El lictor, sofocado, salió corriendo tras él. – ¡Decenviro, todo ha sucedido antes de que pudiera impedirlo! ¡Nunca pensé…!

Apio Claudio se levantó de su asiento. Apretó los puños, pero su rostro era inexpresivo.

Como un viento cálido sobre un campo de trigo, un murmullo atravesó la muchedumbre, viajando desde los que podían observar a Verginio de espaldas hasta los que no lo veían. A medida que la gente se adelantaba para mirar, el murmullo iba seguido por jadeos y gritos sofocados.
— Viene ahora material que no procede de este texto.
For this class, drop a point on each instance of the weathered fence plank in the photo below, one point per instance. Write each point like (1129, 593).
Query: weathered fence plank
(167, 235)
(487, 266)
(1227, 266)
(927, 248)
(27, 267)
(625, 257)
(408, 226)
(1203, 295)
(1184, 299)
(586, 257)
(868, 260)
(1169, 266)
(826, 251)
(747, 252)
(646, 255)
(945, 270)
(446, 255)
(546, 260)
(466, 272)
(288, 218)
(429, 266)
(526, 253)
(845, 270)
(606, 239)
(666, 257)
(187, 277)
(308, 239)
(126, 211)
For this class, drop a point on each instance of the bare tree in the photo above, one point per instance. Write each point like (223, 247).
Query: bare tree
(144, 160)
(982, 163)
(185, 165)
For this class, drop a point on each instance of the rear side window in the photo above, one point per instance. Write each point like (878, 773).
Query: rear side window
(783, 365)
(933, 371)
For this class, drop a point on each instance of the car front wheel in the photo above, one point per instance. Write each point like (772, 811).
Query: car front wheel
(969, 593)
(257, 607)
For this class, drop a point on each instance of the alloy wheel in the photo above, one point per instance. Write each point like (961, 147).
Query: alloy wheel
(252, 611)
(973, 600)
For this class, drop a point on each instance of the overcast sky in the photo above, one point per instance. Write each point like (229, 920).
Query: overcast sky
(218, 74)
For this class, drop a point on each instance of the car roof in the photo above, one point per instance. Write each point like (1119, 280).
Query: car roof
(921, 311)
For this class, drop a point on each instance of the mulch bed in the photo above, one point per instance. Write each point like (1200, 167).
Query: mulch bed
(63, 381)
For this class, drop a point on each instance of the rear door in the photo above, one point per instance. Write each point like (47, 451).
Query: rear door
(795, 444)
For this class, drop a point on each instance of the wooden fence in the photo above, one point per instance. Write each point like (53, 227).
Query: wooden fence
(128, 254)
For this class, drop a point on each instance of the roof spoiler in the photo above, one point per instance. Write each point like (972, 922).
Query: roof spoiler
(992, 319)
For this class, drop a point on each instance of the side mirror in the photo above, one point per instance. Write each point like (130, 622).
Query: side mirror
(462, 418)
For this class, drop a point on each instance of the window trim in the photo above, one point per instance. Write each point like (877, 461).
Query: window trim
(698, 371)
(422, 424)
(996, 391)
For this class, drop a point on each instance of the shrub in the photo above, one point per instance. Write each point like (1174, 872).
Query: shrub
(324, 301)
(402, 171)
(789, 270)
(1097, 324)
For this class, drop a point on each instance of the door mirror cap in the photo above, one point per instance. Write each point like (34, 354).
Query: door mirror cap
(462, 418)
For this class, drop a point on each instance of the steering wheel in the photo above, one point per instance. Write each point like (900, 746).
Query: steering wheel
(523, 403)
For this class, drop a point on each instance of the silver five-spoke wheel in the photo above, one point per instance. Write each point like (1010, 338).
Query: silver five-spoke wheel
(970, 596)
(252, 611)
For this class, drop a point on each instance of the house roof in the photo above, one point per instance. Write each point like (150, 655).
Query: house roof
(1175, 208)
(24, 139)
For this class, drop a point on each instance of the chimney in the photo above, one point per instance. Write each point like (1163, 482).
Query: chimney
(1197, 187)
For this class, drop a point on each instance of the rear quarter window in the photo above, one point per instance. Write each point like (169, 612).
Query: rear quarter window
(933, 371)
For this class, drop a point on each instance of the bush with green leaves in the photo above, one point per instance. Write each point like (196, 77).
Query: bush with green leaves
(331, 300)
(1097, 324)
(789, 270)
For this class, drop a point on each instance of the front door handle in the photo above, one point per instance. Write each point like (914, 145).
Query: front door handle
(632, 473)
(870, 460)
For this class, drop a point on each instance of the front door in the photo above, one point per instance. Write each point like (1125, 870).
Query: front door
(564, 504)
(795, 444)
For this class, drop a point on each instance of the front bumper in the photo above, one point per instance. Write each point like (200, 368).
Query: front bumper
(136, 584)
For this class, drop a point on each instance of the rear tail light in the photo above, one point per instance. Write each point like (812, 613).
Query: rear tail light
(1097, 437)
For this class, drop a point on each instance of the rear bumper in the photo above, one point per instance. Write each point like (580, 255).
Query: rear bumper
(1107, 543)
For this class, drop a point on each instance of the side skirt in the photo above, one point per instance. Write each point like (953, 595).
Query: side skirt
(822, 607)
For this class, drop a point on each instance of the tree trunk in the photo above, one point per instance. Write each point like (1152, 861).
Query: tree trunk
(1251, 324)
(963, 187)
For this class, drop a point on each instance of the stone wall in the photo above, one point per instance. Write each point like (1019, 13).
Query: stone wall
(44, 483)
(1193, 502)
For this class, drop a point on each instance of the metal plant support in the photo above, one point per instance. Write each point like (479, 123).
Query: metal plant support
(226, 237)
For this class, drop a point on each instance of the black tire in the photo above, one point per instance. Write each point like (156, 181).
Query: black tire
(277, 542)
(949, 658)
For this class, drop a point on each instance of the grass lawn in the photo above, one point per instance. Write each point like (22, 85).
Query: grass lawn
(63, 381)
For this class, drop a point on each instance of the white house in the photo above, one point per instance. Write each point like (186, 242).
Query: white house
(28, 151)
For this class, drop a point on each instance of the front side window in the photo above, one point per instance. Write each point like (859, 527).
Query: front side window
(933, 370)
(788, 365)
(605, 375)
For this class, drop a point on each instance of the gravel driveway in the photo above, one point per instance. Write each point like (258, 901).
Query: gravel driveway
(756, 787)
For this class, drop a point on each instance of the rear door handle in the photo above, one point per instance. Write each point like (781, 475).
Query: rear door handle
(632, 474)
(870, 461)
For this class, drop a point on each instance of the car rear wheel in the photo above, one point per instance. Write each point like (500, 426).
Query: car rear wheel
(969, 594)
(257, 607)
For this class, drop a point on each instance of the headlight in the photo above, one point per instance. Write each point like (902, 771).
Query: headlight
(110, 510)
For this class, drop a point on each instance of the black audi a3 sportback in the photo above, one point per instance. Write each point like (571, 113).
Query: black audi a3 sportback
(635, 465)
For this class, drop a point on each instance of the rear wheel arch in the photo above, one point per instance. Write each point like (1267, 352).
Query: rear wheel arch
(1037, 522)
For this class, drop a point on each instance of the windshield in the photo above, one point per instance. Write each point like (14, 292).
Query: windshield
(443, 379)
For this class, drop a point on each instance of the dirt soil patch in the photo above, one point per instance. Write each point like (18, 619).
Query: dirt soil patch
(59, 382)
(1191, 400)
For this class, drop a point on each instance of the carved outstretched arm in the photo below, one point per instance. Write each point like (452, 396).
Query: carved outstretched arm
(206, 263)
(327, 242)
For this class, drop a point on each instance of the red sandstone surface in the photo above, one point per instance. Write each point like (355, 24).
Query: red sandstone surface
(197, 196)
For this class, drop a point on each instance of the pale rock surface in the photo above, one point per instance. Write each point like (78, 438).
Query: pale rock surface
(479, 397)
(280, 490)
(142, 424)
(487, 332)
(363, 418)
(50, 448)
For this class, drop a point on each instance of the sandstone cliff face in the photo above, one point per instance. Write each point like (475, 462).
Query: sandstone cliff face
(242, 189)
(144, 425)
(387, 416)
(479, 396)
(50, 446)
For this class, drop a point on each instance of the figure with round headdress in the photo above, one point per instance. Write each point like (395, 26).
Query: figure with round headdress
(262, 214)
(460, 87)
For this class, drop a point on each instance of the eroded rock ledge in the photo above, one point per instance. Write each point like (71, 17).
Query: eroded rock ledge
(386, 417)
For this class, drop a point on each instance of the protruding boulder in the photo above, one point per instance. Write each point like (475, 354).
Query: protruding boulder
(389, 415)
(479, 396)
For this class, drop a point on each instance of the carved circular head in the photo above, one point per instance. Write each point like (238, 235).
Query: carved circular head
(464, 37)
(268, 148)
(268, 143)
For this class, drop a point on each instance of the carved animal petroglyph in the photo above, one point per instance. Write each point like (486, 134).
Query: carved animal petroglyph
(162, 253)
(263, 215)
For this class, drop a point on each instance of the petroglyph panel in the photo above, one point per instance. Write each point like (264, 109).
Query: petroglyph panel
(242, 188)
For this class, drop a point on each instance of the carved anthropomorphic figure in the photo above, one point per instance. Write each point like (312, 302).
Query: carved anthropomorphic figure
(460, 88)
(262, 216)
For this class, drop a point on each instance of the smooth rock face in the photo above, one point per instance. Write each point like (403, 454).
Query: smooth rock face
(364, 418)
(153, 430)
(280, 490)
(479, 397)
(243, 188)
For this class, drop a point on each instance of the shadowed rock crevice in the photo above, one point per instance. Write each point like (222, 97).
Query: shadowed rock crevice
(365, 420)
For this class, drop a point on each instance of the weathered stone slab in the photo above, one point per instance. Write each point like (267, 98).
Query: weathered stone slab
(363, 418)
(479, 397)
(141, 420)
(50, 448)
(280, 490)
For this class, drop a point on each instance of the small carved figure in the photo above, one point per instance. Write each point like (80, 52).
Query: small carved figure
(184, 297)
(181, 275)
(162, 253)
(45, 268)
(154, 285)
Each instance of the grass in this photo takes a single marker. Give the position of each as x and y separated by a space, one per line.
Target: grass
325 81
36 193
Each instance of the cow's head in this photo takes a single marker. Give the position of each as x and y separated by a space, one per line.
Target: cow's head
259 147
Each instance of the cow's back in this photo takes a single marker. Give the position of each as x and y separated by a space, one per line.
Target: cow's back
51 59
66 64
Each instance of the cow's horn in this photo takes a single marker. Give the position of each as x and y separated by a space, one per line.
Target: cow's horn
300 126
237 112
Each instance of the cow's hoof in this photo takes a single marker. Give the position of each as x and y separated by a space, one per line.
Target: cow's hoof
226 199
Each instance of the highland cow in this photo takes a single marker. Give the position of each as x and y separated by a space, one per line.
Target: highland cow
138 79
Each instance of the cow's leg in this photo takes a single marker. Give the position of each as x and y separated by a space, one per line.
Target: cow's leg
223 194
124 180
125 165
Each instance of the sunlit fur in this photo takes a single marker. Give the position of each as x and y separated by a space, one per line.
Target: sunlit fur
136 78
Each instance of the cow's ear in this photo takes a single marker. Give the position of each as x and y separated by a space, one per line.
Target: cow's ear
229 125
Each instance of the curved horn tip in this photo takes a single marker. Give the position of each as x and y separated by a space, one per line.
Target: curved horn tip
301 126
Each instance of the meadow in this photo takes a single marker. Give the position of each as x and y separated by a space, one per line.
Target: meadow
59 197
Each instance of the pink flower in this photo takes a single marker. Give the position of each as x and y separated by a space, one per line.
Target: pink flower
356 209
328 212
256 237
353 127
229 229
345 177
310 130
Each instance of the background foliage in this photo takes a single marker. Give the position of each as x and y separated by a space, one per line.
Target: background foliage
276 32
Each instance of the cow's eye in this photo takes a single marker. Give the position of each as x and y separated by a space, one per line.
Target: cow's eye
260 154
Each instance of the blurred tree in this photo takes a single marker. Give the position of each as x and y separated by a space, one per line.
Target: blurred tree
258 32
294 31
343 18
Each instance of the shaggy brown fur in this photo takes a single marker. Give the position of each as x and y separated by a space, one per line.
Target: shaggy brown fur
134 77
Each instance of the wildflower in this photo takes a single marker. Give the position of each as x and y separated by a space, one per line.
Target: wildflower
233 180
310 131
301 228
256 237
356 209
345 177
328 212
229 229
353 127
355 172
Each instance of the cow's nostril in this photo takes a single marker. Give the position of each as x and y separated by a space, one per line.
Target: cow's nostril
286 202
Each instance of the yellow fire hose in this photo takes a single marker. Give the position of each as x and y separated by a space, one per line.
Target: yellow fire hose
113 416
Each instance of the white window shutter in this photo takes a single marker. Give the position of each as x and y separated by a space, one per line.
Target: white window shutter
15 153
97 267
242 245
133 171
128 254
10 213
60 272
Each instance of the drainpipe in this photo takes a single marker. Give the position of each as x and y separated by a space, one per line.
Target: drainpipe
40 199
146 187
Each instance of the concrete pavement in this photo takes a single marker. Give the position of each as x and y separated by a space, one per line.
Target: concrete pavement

Unos cuantos, viendo sólo de refilón el cuerpo de la chica, pensaron que estaba viva y que su padre la llevaba en brazos como a una niña; gritaron triunfantes al ver que Verginio había rescatado a su hija. Entonces observaron que el brazo de la chica se balanceaba a cada peldaño, tan inmóvil y desprovisto de vida como su cabello; vieron la mancha roja en su pecho. Los gritos de alegría se transformaron en gritos de angustia.

Apareció Marco Claudio, levantando los brazos para impedirle el paso a Verginio. Miró por encima del hombro al decenviro, una mirada de pánico. Apio Claudio apenas si movió una ceja. – ¿Qué has hecho, loco? – gritó Marco Claudio-. La chica… mi propiedad…

–Es obra tuya -dijo Verginio-. Tuya y del decenviro. No me disteis otra elección. Era mi hija. Hice la única cosa que un padre podía hacer. Que los dioses me juzguen. Que te juzguen también a ti. – Se encaró al tribunal y levantó el cuerpo que llevaba en brazos-. ¡Y que los dioses te juzguen a ti, Apio Claudio!

La cara del decenviro parecía de piedra. Sólo sus ojos mostraban un destello de emoción, que algunos interpretaron como miedo, otros como sarcasmo.

La multitud se vio entonces sorprendida por un grito agónico. Apareció Lucio, las manos en la cabeza, con el rostro desdibujado en una mueca que lo hacía prácticamente irreconocible. Cayó de rodillas frente a Verginio. Cogió la mano de Verginia, aferrándose desesperado a ella. Se la acercó a los labios, la dejó caer entonces, horrorizado por el contacto con la piel sin vida. Cogió mechones de su cabello y escondió la cara entre sus trenzas.

En el tribunal, anticipándose a lo que estaba por llegar, Apio Claudio reunió a sus lictores. Fue como si toda Roma cogiera aire por última vez, y entonces se inició el motín.

Toda la violencia anterior no era nada comparada con la furia que barrió el Foro y se extendió por las calles adyacentes. La ciudad entera cayó inmersa en una especie de locura. La rabia de la muchedumbre ante el destino de Verginia dio rienda suelta a un enorme acopio de ira y de rencor que no tenían nada que ver con la singular vileza cometida por Apio Claudio. En medio del tumulto, los hombres actuaron siguiendo sus más crueles impulsos y se entregaron a los más oscuros deseos de venganza y desquite. Hubo hombres perseguidos por las calles y golpeados sin piedad.